This section is from the book "The Dogs Of Great Britain, America, And Other Countries. Their Breeding, Training, and Management in Health and Disease", by John Henry Walsh (Stonehenge). Also available from Amazon: The Dogs Of Great Britain, America And Other Countries.
The native wild dog of India, called the Dhole, resembles the Dingo in all but the tail, which, though hairy, is not at all bushy. The following is Captain Williamson's description, extracted from his "Oriental Field Sports," which is admitted to be a very accurate account by those who have been much in India. "The dholes are of the siz3 of a small greyhound. Their countenance is enlivened by unusually brilliant eyes. Their body, which is slender and deep-chested, is thinly covered by a coat of hair of a reddish brown or bay color. The tail is dark towards its extremity. The limbs are light, compact, and strong, and equally calculated for speed and power. They resemble many of the common pariah dogs in form, but the singularity of their color and marks at once demonstrate an evident distinction. These dogs are said to be perfectly harmless if unmolested. They do not willingly approach persons, but, if they chance to meet any in their course, they do not show any particular anxiety to escape. They view the human race rather as objects of curiosity than either of apprehension or enmity.
The natives who reside near the Ranochitty and Kat-cunsandy passes, in which vicinity the dholes may frequently be seen, describe them as confining their attacks entirely to wild animals, and assert that they will not prey on sheep, goats, etc.; but others, in the country extending southward from Jelinah and Mechungunge, maintain that cattle are frequently lost by their depredations. I am inclined to believe that the dhole is not particularly ceremonious, but will, when opportunity offers, and a meal is wanting, obtain it at the expense of the neighboring village.

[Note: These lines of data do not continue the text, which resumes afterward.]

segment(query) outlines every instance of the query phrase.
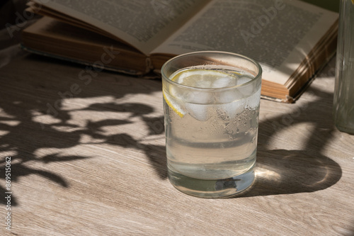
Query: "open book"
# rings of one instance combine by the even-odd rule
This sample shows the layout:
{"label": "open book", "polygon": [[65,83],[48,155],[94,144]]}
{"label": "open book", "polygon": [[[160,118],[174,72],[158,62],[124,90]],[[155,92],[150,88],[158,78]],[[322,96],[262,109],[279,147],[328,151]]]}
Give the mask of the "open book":
{"label": "open book", "polygon": [[[42,2],[43,1],[43,2]],[[31,0],[30,52],[144,76],[199,50],[262,66],[262,96],[292,102],[336,47],[338,13],[297,0]]]}

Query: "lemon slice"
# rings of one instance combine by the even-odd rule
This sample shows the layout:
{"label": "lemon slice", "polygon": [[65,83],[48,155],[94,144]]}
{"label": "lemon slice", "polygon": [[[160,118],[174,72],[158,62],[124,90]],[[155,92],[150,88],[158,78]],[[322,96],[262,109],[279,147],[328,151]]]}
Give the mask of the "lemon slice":
{"label": "lemon slice", "polygon": [[183,118],[187,113],[187,111],[182,108],[182,106],[180,105],[176,99],[169,96],[168,93],[165,93],[164,91],[162,91],[162,95],[164,96],[164,99],[165,99],[167,105],[169,105],[169,106],[171,107],[172,110],[173,110],[173,111],[176,112],[180,117]]}

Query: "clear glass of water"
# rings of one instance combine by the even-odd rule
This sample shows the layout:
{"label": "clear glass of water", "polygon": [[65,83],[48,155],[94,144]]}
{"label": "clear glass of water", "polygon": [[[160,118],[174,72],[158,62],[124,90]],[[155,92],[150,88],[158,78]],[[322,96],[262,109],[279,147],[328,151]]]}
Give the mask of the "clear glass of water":
{"label": "clear glass of water", "polygon": [[262,69],[226,52],[177,56],[161,68],[168,175],[203,198],[230,197],[254,181]]}

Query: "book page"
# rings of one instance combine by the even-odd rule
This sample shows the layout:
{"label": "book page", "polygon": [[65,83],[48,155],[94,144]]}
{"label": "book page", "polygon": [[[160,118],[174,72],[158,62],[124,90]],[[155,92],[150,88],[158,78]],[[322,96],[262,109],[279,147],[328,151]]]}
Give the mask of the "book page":
{"label": "book page", "polygon": [[164,42],[205,0],[33,0],[101,28],[143,53]]}
{"label": "book page", "polygon": [[265,79],[285,84],[337,18],[295,0],[212,1],[154,52],[236,52],[260,62]]}

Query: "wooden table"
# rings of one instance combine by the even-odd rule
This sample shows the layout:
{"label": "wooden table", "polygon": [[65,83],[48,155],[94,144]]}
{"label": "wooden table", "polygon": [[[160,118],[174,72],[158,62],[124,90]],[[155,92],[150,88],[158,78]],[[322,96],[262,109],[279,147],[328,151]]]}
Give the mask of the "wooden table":
{"label": "wooden table", "polygon": [[0,69],[0,235],[353,235],[354,136],[333,126],[333,72],[295,104],[261,100],[254,185],[202,199],[166,178],[161,81],[20,53]]}

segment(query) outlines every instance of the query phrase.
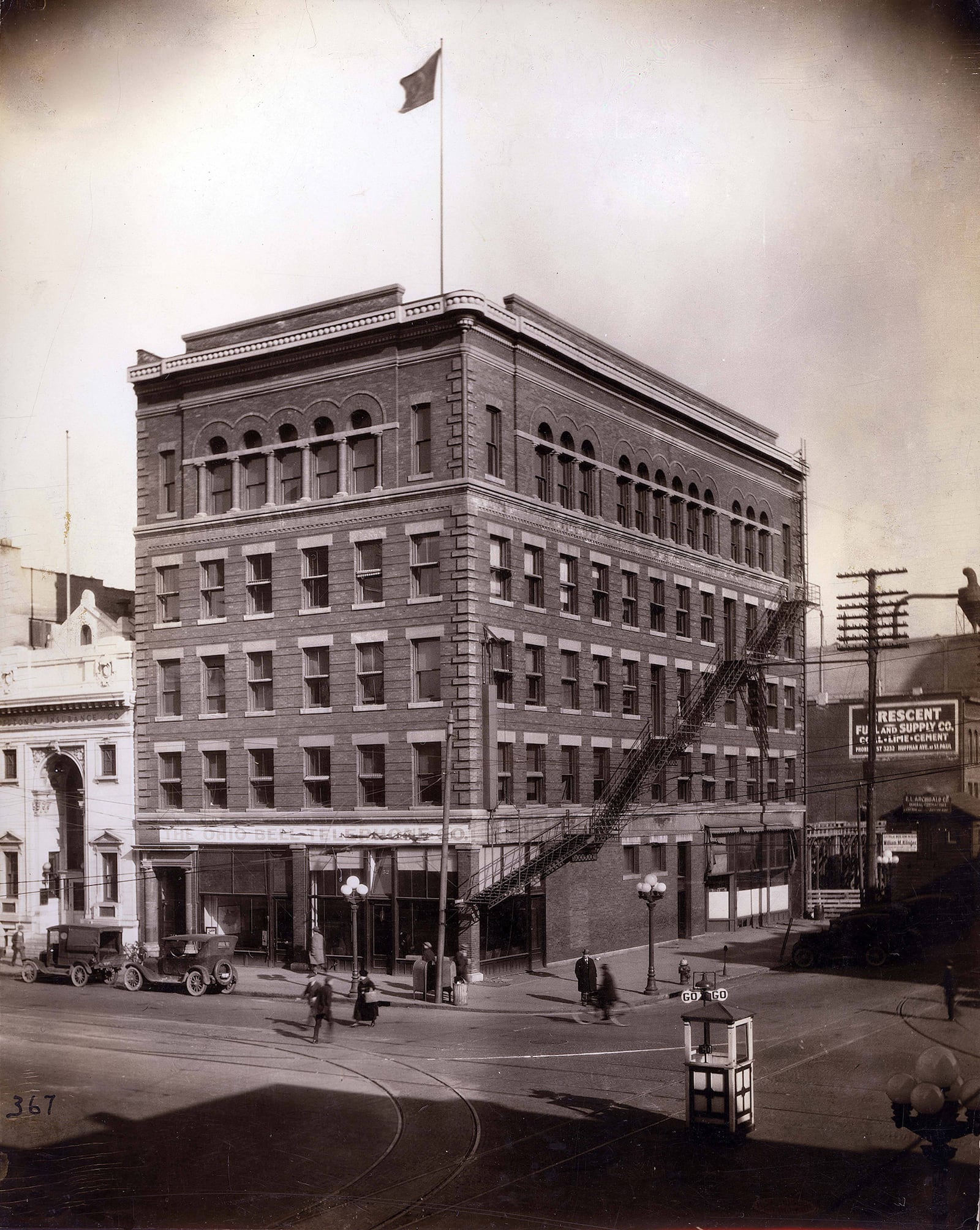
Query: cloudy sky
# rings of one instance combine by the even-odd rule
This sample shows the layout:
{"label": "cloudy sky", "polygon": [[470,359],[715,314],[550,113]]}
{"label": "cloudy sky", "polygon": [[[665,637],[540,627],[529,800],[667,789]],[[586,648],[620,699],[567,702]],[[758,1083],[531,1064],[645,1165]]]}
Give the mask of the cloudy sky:
{"label": "cloudy sky", "polygon": [[[7,0],[0,534],[132,584],[138,346],[389,282],[540,303],[805,440],[812,579],[980,568],[973,0]],[[973,18],[970,10],[974,10]],[[828,630],[832,624],[829,624]],[[954,630],[952,604],[914,633]]]}

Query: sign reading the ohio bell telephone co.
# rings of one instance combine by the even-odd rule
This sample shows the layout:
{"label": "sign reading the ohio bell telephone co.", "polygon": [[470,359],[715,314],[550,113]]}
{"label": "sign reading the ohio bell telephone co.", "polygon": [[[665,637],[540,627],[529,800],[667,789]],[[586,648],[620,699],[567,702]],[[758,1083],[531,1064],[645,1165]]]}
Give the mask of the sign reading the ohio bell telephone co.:
{"label": "sign reading the ohio bell telephone co.", "polygon": [[[959,728],[957,700],[921,700],[878,705],[875,752],[879,756],[952,756]],[[868,755],[868,707],[850,705],[852,760]]]}

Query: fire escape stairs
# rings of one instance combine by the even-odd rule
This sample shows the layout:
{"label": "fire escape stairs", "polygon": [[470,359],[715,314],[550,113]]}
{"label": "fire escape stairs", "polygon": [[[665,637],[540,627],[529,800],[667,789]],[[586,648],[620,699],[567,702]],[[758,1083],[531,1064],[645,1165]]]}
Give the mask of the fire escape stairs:
{"label": "fire escape stairs", "polygon": [[760,668],[776,656],[789,629],[818,603],[814,587],[787,583],[781,600],[767,609],[740,653],[729,656],[730,647],[724,645],[716,649],[665,731],[654,728],[653,716],[646,722],[590,814],[566,814],[542,829],[534,841],[516,846],[492,866],[481,867],[460,884],[459,908],[470,913],[497,905],[566,863],[594,861],[605,843],[618,836],[633,818],[644,785],[696,740],[702,727],[713,720],[719,701],[757,676]]}

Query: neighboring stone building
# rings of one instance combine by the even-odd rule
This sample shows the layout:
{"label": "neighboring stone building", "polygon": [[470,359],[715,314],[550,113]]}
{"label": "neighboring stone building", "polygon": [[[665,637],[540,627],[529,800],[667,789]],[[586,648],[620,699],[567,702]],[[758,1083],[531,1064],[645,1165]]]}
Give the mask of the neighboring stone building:
{"label": "neighboring stone building", "polygon": [[[140,352],[143,926],[395,968],[450,897],[588,813],[647,720],[803,581],[804,476],[766,428],[518,296],[389,287]],[[760,615],[761,613],[761,615]],[[799,913],[803,630],[596,861],[483,910],[484,967]],[[760,800],[761,792],[761,800]],[[450,950],[455,926],[450,934]]]}
{"label": "neighboring stone building", "polygon": [[76,601],[44,648],[0,646],[0,921],[28,951],[57,922],[136,937],[132,625]]}
{"label": "neighboring stone building", "polygon": [[[808,904],[834,911],[857,904],[862,883],[867,657],[824,649],[809,674]],[[980,636],[882,649],[878,694],[875,823],[879,851],[899,859],[883,887],[904,897],[978,881]]]}

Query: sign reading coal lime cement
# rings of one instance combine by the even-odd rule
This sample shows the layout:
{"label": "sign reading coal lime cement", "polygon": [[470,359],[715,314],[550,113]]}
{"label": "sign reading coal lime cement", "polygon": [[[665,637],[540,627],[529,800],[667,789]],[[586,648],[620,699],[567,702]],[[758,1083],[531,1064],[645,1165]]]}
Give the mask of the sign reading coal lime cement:
{"label": "sign reading coal lime cement", "polygon": [[[868,755],[868,707],[848,705],[851,744],[850,758],[864,760]],[[957,700],[899,701],[878,705],[879,756],[952,756],[957,754],[959,728]]]}

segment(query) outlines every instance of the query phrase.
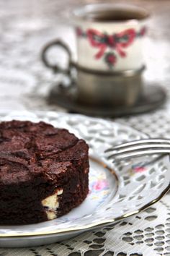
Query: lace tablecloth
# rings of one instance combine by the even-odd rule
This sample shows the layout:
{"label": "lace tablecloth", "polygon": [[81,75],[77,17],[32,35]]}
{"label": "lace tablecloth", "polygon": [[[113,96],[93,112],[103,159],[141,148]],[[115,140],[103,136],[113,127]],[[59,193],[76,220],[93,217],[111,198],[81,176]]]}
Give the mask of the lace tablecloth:
{"label": "lace tablecloth", "polygon": [[[166,90],[169,99],[161,109],[115,121],[152,137],[170,137],[170,4],[167,1],[162,1],[161,4],[157,1],[138,1],[141,2],[156,13],[150,22],[150,39],[146,43],[146,76],[150,81],[158,82]],[[47,41],[58,35],[73,47],[71,30],[58,21],[67,21],[64,7],[67,6],[68,10],[76,4],[76,0],[66,0],[64,3],[55,0],[0,2],[0,110],[66,111],[57,106],[49,106],[45,102],[44,96],[57,78],[43,67],[40,52]],[[170,256],[169,202],[170,196],[167,194],[143,213],[116,225],[39,247],[1,248],[0,255]]]}

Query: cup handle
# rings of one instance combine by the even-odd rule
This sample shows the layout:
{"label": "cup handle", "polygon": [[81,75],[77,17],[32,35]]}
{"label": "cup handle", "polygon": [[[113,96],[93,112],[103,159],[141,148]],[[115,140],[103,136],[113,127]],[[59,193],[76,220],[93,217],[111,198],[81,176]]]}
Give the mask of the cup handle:
{"label": "cup handle", "polygon": [[[49,62],[48,59],[47,57],[48,51],[53,46],[61,46],[63,48],[67,53],[68,57],[68,67],[66,69],[61,68],[57,64],[52,64]],[[45,65],[53,70],[55,73],[62,73],[66,75],[71,75],[71,54],[68,47],[61,40],[55,40],[54,41],[50,42],[42,48],[41,53],[41,59]]]}

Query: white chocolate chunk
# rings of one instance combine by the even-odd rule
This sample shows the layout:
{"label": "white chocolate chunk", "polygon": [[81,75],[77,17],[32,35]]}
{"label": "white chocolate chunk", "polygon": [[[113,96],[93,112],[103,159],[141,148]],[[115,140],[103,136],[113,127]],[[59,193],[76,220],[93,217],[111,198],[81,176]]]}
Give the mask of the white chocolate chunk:
{"label": "white chocolate chunk", "polygon": [[55,193],[43,199],[41,201],[42,205],[45,208],[48,220],[53,220],[57,217],[57,208],[59,208],[58,196],[61,195],[63,189],[58,189]]}

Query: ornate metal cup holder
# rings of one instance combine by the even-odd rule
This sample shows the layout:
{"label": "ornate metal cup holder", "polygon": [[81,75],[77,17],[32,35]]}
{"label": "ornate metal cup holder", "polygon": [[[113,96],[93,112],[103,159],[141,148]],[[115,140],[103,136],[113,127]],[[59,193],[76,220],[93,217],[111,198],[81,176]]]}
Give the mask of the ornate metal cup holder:
{"label": "ornate metal cup holder", "polygon": [[47,97],[48,104],[65,108],[72,113],[89,116],[118,117],[153,111],[165,103],[166,93],[158,85],[146,84],[139,100],[132,106],[87,106],[79,101],[76,85],[54,86]]}

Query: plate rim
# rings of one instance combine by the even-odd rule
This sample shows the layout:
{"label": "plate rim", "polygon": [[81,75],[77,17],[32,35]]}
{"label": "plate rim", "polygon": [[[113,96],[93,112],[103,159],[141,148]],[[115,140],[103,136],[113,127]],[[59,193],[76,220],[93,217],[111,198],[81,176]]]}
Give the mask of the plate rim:
{"label": "plate rim", "polygon": [[[4,115],[4,116],[7,114],[9,114],[11,113],[12,113],[13,111],[0,111],[0,118],[1,119],[3,116],[1,116],[1,114],[3,114],[3,116]],[[17,113],[28,113],[28,114],[33,114],[34,115],[36,114],[37,115],[37,118],[38,119],[38,114],[43,114],[45,115],[44,116],[45,117],[45,116],[47,116],[48,113],[53,113],[55,114],[57,116],[62,116],[62,115],[66,115],[66,116],[80,116],[80,117],[84,117],[84,118],[88,118],[90,119],[99,119],[99,120],[102,120],[106,122],[111,122],[111,123],[115,123],[117,124],[118,125],[120,125],[122,127],[128,127],[128,129],[130,129],[132,130],[134,130],[135,132],[138,132],[139,134],[140,134],[141,135],[144,135],[146,137],[149,137],[146,133],[142,132],[140,131],[138,131],[137,129],[135,129],[133,127],[131,127],[128,125],[122,124],[121,122],[118,122],[118,121],[111,121],[111,120],[105,120],[102,118],[99,118],[99,117],[91,117],[91,116],[86,116],[82,114],[68,114],[68,113],[63,113],[63,112],[55,112],[55,111],[17,111]],[[16,113],[16,111],[14,112]],[[93,157],[92,157],[93,158]],[[98,160],[98,159],[97,159]],[[107,166],[107,168],[109,168],[110,169],[110,168],[105,163],[104,163],[102,161],[99,161],[99,162],[102,162],[105,166]],[[112,169],[112,168],[111,168]],[[115,171],[114,171],[115,172]],[[100,221],[99,222],[97,222],[95,223],[91,223],[91,224],[89,224],[89,225],[84,225],[84,226],[81,226],[79,227],[71,227],[71,228],[67,228],[67,229],[61,229],[59,231],[58,230],[53,230],[53,231],[37,231],[37,232],[34,232],[33,234],[32,232],[27,232],[27,233],[22,233],[22,234],[12,234],[10,235],[10,234],[0,234],[0,239],[4,239],[4,238],[17,238],[17,237],[20,237],[20,238],[24,238],[24,237],[29,237],[29,236],[40,236],[40,237],[42,237],[44,236],[50,236],[50,235],[58,235],[58,234],[68,234],[70,232],[76,232],[76,231],[88,231],[88,230],[91,230],[91,229],[97,229],[99,227],[102,227],[104,226],[104,225],[109,225],[109,223],[117,223],[117,221],[120,221],[124,220],[125,218],[127,218],[128,217],[133,216],[135,214],[138,214],[139,213],[140,213],[141,211],[143,211],[143,210],[148,208],[148,207],[150,207],[151,205],[153,205],[154,203],[156,203],[156,202],[159,201],[162,197],[166,195],[166,193],[170,189],[170,181],[169,183],[168,184],[168,186],[161,192],[161,193],[159,195],[159,196],[158,196],[156,198],[155,198],[154,200],[151,200],[151,202],[146,203],[146,205],[143,205],[142,207],[140,207],[139,209],[132,211],[129,213],[125,213],[125,214],[122,214],[122,216],[115,218],[109,218],[107,220],[104,220],[104,221]],[[11,225],[12,226],[12,225]],[[27,226],[27,225],[25,225]],[[57,225],[56,225],[57,226]]]}

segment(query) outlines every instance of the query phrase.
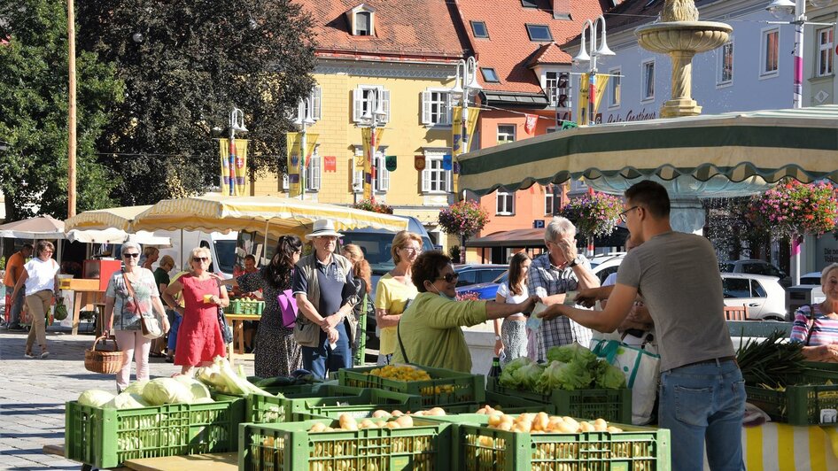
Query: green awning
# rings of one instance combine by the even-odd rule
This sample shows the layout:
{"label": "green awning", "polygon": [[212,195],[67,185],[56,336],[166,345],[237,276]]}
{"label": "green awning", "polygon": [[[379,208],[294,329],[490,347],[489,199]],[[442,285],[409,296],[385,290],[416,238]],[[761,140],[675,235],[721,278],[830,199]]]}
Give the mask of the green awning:
{"label": "green awning", "polygon": [[838,181],[838,105],[586,126],[463,154],[478,195],[570,179],[692,175],[706,181]]}

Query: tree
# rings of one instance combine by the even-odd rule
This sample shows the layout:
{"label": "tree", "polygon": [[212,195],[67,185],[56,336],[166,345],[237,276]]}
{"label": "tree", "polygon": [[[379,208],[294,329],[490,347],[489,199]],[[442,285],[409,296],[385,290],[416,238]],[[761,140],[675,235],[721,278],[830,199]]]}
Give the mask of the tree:
{"label": "tree", "polygon": [[[82,2],[80,45],[114,61],[126,100],[98,141],[131,175],[123,204],[203,192],[218,184],[214,127],[233,106],[250,130],[248,168],[285,169],[285,110],[314,84],[311,24],[290,0]],[[226,135],[224,135],[226,137]]]}
{"label": "tree", "polygon": [[[67,16],[64,4],[0,4],[0,189],[6,219],[67,213]],[[113,205],[120,174],[97,162],[94,143],[122,97],[112,65],[76,58],[77,209]]]}

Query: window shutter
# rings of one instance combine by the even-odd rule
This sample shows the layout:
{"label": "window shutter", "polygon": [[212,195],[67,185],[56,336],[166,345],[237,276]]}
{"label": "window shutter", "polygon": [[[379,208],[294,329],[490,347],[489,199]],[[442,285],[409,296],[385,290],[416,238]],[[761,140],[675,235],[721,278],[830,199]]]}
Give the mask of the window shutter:
{"label": "window shutter", "polygon": [[431,121],[431,92],[422,92],[422,124],[432,124]]}
{"label": "window shutter", "polygon": [[306,178],[306,183],[308,186],[308,189],[320,189],[320,156],[314,154],[311,156],[311,161],[308,163],[308,174]]}
{"label": "window shutter", "polygon": [[390,172],[387,170],[385,162],[386,158],[380,156],[376,164],[376,189],[378,191],[387,191],[390,189]]}
{"label": "window shutter", "polygon": [[352,90],[352,120],[361,122],[361,116],[363,114],[364,92],[361,89]]}
{"label": "window shutter", "polygon": [[364,171],[355,170],[352,174],[352,190],[355,193],[364,190]]}
{"label": "window shutter", "polygon": [[320,87],[314,87],[314,89],[312,90],[311,94],[311,118],[315,121],[319,121],[321,119],[322,106],[321,102],[322,101],[323,91]]}
{"label": "window shutter", "polygon": [[383,122],[388,123],[390,122],[390,90],[381,89],[379,93],[381,93],[381,99],[383,100],[381,102],[381,107],[384,110],[384,120]]}

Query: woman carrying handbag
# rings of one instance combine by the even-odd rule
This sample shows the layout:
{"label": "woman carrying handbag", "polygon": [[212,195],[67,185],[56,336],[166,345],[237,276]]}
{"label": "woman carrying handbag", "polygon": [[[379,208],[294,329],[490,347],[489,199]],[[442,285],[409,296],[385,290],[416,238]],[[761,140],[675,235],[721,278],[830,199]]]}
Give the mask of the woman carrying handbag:
{"label": "woman carrying handbag", "polygon": [[105,325],[103,336],[113,332],[125,356],[122,368],[116,374],[116,389],[122,391],[131,381],[131,357],[136,363],[136,381],[149,379],[149,351],[151,339],[143,335],[144,317],[147,325],[159,326],[162,333],[169,329],[163,303],[154,274],[139,266],[140,244],[122,244],[124,268],[108,282],[105,293]]}

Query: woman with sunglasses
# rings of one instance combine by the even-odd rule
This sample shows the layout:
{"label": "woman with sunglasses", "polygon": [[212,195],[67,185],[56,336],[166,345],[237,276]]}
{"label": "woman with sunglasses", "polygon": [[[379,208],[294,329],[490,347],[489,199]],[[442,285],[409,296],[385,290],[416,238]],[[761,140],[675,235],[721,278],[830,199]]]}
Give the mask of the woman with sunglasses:
{"label": "woman with sunglasses", "polygon": [[398,345],[393,362],[469,373],[471,354],[460,328],[528,313],[539,301],[536,296],[516,304],[457,301],[458,278],[451,259],[441,251],[423,252],[416,259],[413,283],[419,294],[401,314],[396,328]]}
{"label": "woman with sunglasses", "polygon": [[[32,327],[27,336],[27,351],[24,356],[34,359],[32,346],[37,339],[41,345],[41,358],[50,356],[47,350],[46,313],[50,312],[52,297],[58,296],[58,264],[52,259],[55,247],[51,242],[41,241],[35,246],[37,256],[23,266],[23,273],[14,285],[12,298],[16,299],[20,290],[25,288],[27,307],[32,319]],[[54,294],[53,294],[54,293]]]}
{"label": "woman with sunglasses", "polygon": [[143,336],[140,316],[156,315],[168,332],[169,322],[160,303],[160,295],[154,274],[140,266],[140,244],[127,242],[121,247],[124,268],[115,272],[108,281],[105,292],[105,325],[102,333],[113,332],[122,351],[122,369],[116,374],[116,390],[121,391],[131,382],[131,357],[136,364],[136,381],[149,379],[149,352],[151,340]]}
{"label": "woman with sunglasses", "polygon": [[378,366],[390,365],[396,351],[396,326],[418,291],[411,279],[413,262],[422,253],[422,237],[403,230],[392,238],[390,254],[396,265],[376,285],[376,324],[381,329]]}
{"label": "woman with sunglasses", "polygon": [[[175,351],[175,364],[181,366],[181,374],[191,376],[195,367],[208,367],[215,357],[225,356],[218,308],[229,305],[229,297],[227,289],[209,271],[211,263],[209,249],[192,249],[190,273],[172,282],[163,292],[167,305],[182,317]],[[185,307],[175,299],[178,293]]]}

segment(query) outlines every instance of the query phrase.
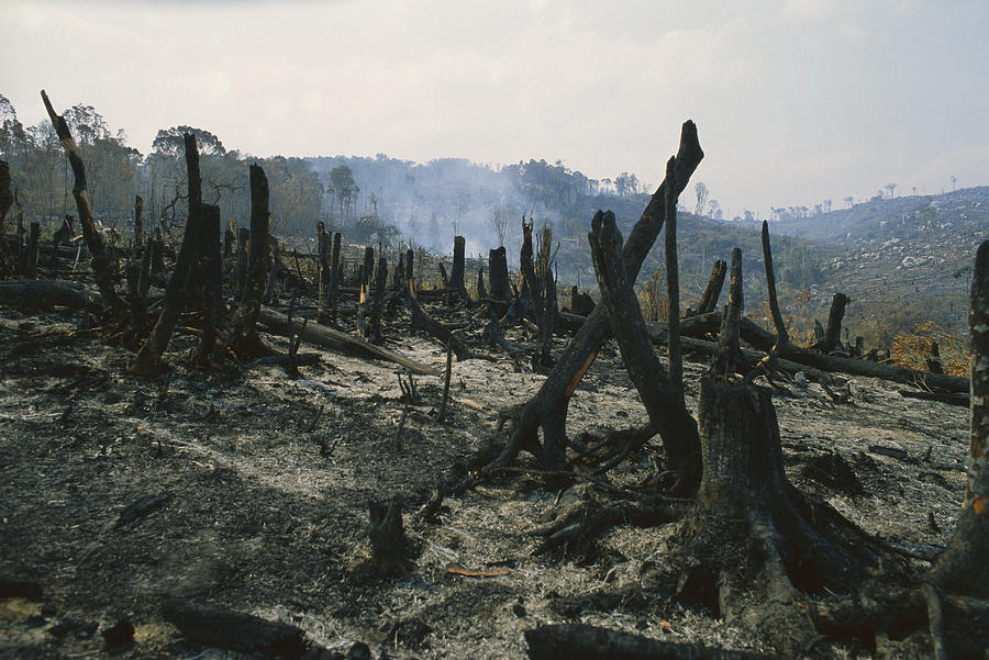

*The engraving of the Dingo was taken from an animal in confinement, in which state the tail is seldom curled upwards.
"The peasants likewise state that the dhole is eager in proportion to the animal he hunts, preferring the elk to any other kind of deer, and particularly seeking the royal tiger. It is probable that the dhole is the principal check on the multiplication of the tiger; and although incapable individually, or perhaps in small numbers, to effect the destruction of so large and ferocious an animal, may, from their custom of hunting in packs, easily overcome any smaller beast found in the wilds of India." Unlike most dogs which hunt in packs, the dholes run nearly mute, uttering only occasionally a slight whimper, which may serve to guide their companions equally well with the more sonorous tongues of other hounds. The speed and endurance of these dogs are so great as to enable them to run down most of the varieties of game which depend upon flight for safety, while the tiger, the elk, and the boar diminish the numbers of these animals by making an obstinate defence with their teeth, claws, or horns, so that the breed of dholes is not on the increase.